I was reading Thich Nhat Hanh this morning because Christianity never worked for me and I can’t grasp the essence of Hinduism.
I was reading his exposition of the four noble truths and the eightfold path. I was reading him because the positive existentialism of Viktor Frankl only gave me a momentary catharsis and nihilism is something I so desperately want to escape from.
So, the four noble truths involve acknowledging your suffering; delving deeper into the cause of your suffering; knowing there’s a path to eliminating your suffering and transforming it into joy using the eightfold path.

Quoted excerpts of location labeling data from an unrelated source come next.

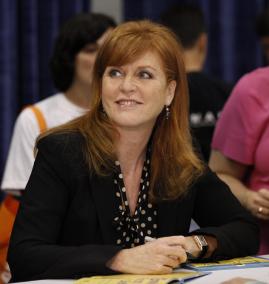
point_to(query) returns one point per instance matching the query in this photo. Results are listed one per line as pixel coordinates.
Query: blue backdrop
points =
(28, 28)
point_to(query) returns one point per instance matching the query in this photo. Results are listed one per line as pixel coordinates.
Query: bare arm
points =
(232, 173)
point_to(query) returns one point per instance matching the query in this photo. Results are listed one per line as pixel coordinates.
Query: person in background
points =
(71, 65)
(124, 173)
(240, 147)
(262, 30)
(207, 94)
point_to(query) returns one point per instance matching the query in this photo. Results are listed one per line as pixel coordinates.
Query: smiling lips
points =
(127, 102)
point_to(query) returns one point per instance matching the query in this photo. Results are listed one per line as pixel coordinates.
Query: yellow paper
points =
(138, 279)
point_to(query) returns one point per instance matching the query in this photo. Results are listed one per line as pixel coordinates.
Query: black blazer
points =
(64, 224)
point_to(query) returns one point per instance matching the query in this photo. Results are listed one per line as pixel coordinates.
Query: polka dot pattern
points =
(132, 230)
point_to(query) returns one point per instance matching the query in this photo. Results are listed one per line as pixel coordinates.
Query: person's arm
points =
(20, 157)
(219, 214)
(36, 251)
(232, 173)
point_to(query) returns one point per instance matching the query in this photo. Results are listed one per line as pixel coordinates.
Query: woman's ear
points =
(171, 89)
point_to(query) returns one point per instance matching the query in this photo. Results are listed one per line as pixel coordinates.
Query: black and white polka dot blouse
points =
(132, 230)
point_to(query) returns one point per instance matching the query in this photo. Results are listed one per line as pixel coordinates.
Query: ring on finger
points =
(260, 209)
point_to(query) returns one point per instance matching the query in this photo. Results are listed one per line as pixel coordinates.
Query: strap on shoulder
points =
(40, 118)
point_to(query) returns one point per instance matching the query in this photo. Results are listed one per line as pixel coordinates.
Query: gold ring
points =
(260, 209)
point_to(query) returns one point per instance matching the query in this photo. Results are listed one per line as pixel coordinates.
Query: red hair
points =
(174, 164)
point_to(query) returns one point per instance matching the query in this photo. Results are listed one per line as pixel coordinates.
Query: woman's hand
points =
(156, 257)
(258, 203)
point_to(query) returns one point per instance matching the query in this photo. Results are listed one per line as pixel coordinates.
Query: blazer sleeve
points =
(219, 213)
(35, 252)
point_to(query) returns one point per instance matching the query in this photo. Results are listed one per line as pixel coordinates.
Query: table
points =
(215, 277)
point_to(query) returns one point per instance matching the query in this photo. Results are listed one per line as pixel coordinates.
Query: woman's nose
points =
(127, 84)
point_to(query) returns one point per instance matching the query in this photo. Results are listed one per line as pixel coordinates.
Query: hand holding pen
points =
(154, 257)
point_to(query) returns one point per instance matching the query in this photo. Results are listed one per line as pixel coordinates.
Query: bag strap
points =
(40, 118)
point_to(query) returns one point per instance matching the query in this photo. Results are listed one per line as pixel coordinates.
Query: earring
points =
(167, 112)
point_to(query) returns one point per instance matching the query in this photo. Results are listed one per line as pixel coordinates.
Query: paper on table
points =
(142, 279)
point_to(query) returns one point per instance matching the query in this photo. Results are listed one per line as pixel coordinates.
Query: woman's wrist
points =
(116, 262)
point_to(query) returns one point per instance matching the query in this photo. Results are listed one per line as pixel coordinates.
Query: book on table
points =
(234, 263)
(179, 276)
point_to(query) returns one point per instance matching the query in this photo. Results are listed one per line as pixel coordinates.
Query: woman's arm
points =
(36, 248)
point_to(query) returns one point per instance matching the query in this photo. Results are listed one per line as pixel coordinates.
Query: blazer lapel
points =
(105, 200)
(167, 218)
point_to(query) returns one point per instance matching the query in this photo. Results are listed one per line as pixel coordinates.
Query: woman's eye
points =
(114, 73)
(145, 75)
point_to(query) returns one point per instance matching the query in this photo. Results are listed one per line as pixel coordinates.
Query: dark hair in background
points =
(262, 24)
(77, 32)
(186, 21)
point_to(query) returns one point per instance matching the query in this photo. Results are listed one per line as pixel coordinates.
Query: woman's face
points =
(85, 59)
(133, 95)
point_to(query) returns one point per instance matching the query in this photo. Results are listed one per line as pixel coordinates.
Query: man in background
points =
(262, 29)
(207, 95)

I seem to go up to stage three and regress each time I try. I guess there’s a beauty in being fucking miserable because happiness is an overrated clichéd product in this society of greed, hate, and materialism.
I mean look around you. Everything is transient, and purpose is ephemeral. And don’t give me a lecture about absolute and relative truth when all we do is breathe, eat, drink, smoke, work, fuck, shit and die. Maybe I sound like an adult Holden Caulfield, but I stopped giving a damn a while ago.
My friends, there are no Edenesque getaways with trees of life or whatever and even if you were to find one, you’ll find a Cherub with a flaming sword embodying the wrath of Yahweh guarding it.
So here you are, stuck in a Kafkaesque, surreal actuality which actualizes the clichéd, The truth is stranger than fiction, idiom. Here you are where everyone turns on you, or you turn on everyone else.
I could write pages and pages about the women I’ve slept with, giving them an allure; making them my muses or whatever using sonnets (both Petrarchan and Shakespearean) but there will never come a time for those recollections or sensual fabrications of memory.
I’ve measured out my life in coffee spoons, and yeah, I’m a postmodern Prufrock, riddled with angst, sexual tension and never finding solace in anything.
So, I guess I’m just going to write about cigarettes since I’m the fatalist who’s an insipid Bukowski, selling his rhymes for free; addicted to his misery and wallowing in his self-pity and depravity.
I’m smoking 555’s by the way. Don’t you just love smoking? I mean, the rush, the release and the satisfaction are often better than sex.